Analogiczna sytuacja występuje w sporcie, czyli najlepiej objąć drużynę w skrajnym kryzysie, bo nie wiedzą co robić (tak objąłem dwie drużyny u nas i utrzymałem w lidze, gdy wszyscy uważali, że to niemożliwe (projekcja nieuków), ale "nie dziwi nic", bo wybitny poziom intelektualny PZPN znany jest na całym świecie)
Proszę pana Jakubas, Solorz i Sołowow tak sami z siebie w latach 90 biznesów nie zrobili.
Zachwycanie się czy nawet podawanie jako wzór startupów jest o tyle ryzykowne, że ze 100 założonych firm tego typu przetrwa raptem kilka. Ciężko o tym modelu powiedzieć że pcha gospodarkę do przodu skoro 90 kilka % z nich bankrutuje
Ryzyko jest nieustannym elementem wzrostu, pisząc o 90% niepowodzeń potwierdziłeś tę tezę, bo to oznacza, że 10% przyczynia się do osiągania sukcesu... i rozwoju - to jest kwestia tego czy ktoś wódzi szklankę do połowy pustą, czy pełną (to są elementy błędów poznawczych, przez co potem błędnie interpretujemy otaczającą nas rzeczywistość)
Śmiem więc twierdzić, że jest sens się tym zachwycać ;-)
Nawet jak firma bankrutuje, to nadal przez czas działania napędza gospodarkę dając prace ludziom , zleceniobiorcom i kupując materiały. To, że w ostateczności koszty są niższe niż przychody, a biznes nie jest rentowny z pkt widzenia korzyści gospodarki niewiele zmienia. To oczywiście tak w uproszczeniu.
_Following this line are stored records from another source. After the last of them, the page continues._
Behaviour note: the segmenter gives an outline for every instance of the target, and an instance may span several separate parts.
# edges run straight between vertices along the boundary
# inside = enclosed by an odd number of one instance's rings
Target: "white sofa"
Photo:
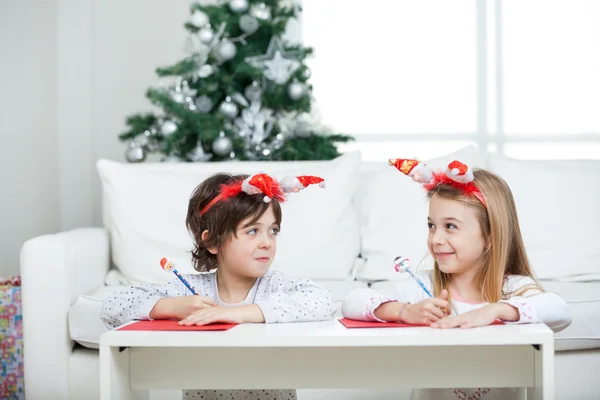
[[[557,398],[598,399],[600,162],[490,155],[484,165],[470,146],[428,164],[442,166],[453,159],[486,166],[511,185],[534,270],[573,313],[573,324],[557,334]],[[359,153],[327,162],[128,165],[101,160],[98,169],[104,227],[33,238],[22,248],[28,400],[99,397],[97,346],[106,330],[99,320],[102,299],[115,286],[171,279],[159,267],[163,256],[192,271],[184,227],[187,201],[195,185],[214,172],[327,179],[325,190],[309,188],[284,204],[273,268],[320,282],[339,303],[355,288],[389,290],[393,280],[403,278],[393,272],[396,255],[421,260],[426,254],[424,193],[385,160],[362,162]],[[420,268],[430,266],[425,258]],[[299,390],[299,398],[401,399],[407,393]],[[176,391],[150,395],[178,396]]]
Wystarczy przejrzeć podręczniki do zarządzania z lat 90-siatych, nie będę pisał po nazwiskach, kto ten folwarczny styl utrwalał na uczelniach, pracownik miał być w zajeżdżony w firmie, w ciągłym stresie. Międzynarodowe firmy nie przyniosły dużych zmian, bo Polak na objętym stanowisku musi wykazać się, że jest lepszy od Niemca, Francuza, Anglika, uruchamia mu się cały system kompleksów i instynktów wiejskich, syndrom zagrody, pana i niewolnika, bez względu na to, gdzie ten kierownik bronił mgr dr czy MBA. I dlatego musi wymrzeć pokolenia rodzone do 2000 roku, aby psychika narodu otrzeźwiała. okazało się bowiem, że komuna i folwark wiecznie żywe.
Możesz napisać kto utrwalał ten styl? Jestem ciekaw o kim mówisz, a nie wiem, które podręczniki i gdzie przeglądać :p
@@emilobalski6346 nie wiem dlaczego moja odpowiedź została usunięta, więc "Strategia organizacji: w poszukiwaniu trwałej przewagi konkurencyjnej" , "Mikroszkółka zarządzania" prof.K.Obłój wykładowca Akademii L.Koźmińskiego
Nie znam takich podręczników zeby takie bzdury pisali a nie jedne studia konczyłam :d coś cie poniosło chyba
No nie wiem czy pokolenia urodzone po 2000 r. będą miały wystarczająco intelektu i pracowitości aby zdobyć odpowiednią wiedzę i umiejętności.
Możesz tez wrzucać filmy na Spotify ????
Sa ale z duzym opoznieniem
Ja tez nie lubię narracji czy prześcignemy tego czy tamtego.
Pan Profesor Wspanialy , Madry Czlowiek
mega :)
Kolejny raz slysze argument z czekami w Stanach, ludzie uzywaja czekow bo so do nich przyzwyczajeni a nie dlatego ze nie ma innych opcji. Jest mnostwo sposobow na tranzakcje bezgotowkowe, aplikacje czy przelewy. Osobiscie nie widze nic zlego w uzywaniu czekow.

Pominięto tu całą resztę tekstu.